A Defensoria Pública de São Paulo entrou com uma ação civil pública em abril deste ano contra a Prefeitura e a Companhia de Desenvolvimento Habitacional e Urbano (CDHU), pedindo urgência para a solução do problema no Bairro Camargo. A Justiça negou o pedido da Defensoria e o caso ainda está em trâmite e sem prazo. Na época do pedido, a prefeitura informou que precisaria de verba, mas que faria obras emergências, o que não ocorreu (leia mais sobre o processo abaixo).
Enquanto não há uma definição do poder público, os moradores vivem com medo. Roseli, por exemplo, afirma que começou a reforçar os muros trincados da casa dela, mesmo sabendo que o trabalho pode ser perdido.
Entenda o processo
A falta dos muros de arrimo é um problema que vem desde 2012 no Conjunto Habitacional do Camargo. A diferença entre a altura das residências nas mesmas quadras é a causa da preocupação. Alguns moradores chegaram a construir proteção de talude por conta própria, já outros plantaram no barranco para tentar deixar a terra mais firme.
Diante do problema, a Defensoria Pública de São Paulo abriu ação civil pública contra a Prefeitura de Avaré e a CDHU para pedir urgência na realização das obras em quatro casas que ficam entre barrancos no Bairro Conjunto Camargo, já que há risco de deslizamentos.

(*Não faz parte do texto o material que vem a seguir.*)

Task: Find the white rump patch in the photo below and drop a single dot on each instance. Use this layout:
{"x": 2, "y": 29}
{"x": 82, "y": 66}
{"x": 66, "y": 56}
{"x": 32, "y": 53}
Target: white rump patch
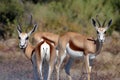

A ação teve o parecer favorável do Ministério Público e pedia também a construção de muros de arrimo em todo o bairro para evitar novos deslizamentos de terra. Na época da abertura da ação o município disse que dependia de recursos, mas que iria fazer obras temporárias. Porém, a promessa não foi cumprida.
O juiz responsável pelo caso negou a liminar e a Defensoria Pública pediu uma perícia no local, que deve ser feita por um engenheiro que comprove, por meio de um laudo, os riscos e a gravidade nas áreas afetadas. Mas essa avaliação ainda não foi marcada pela Justiça, e não há prazo para a realização.(Fonte:G-1)
O Tribunal de Justiça do Estado de São Paulo informou que o processo ainda está sob análise, que o caso é bastante complexo, com vários pedidos de ambas as partes, e que precisa ser avaliado pela Justiça para que tenha uma solução. Por enquanto apenas a promessa de agilidade no processo, mas sem prazo para que tudo seja resolvido.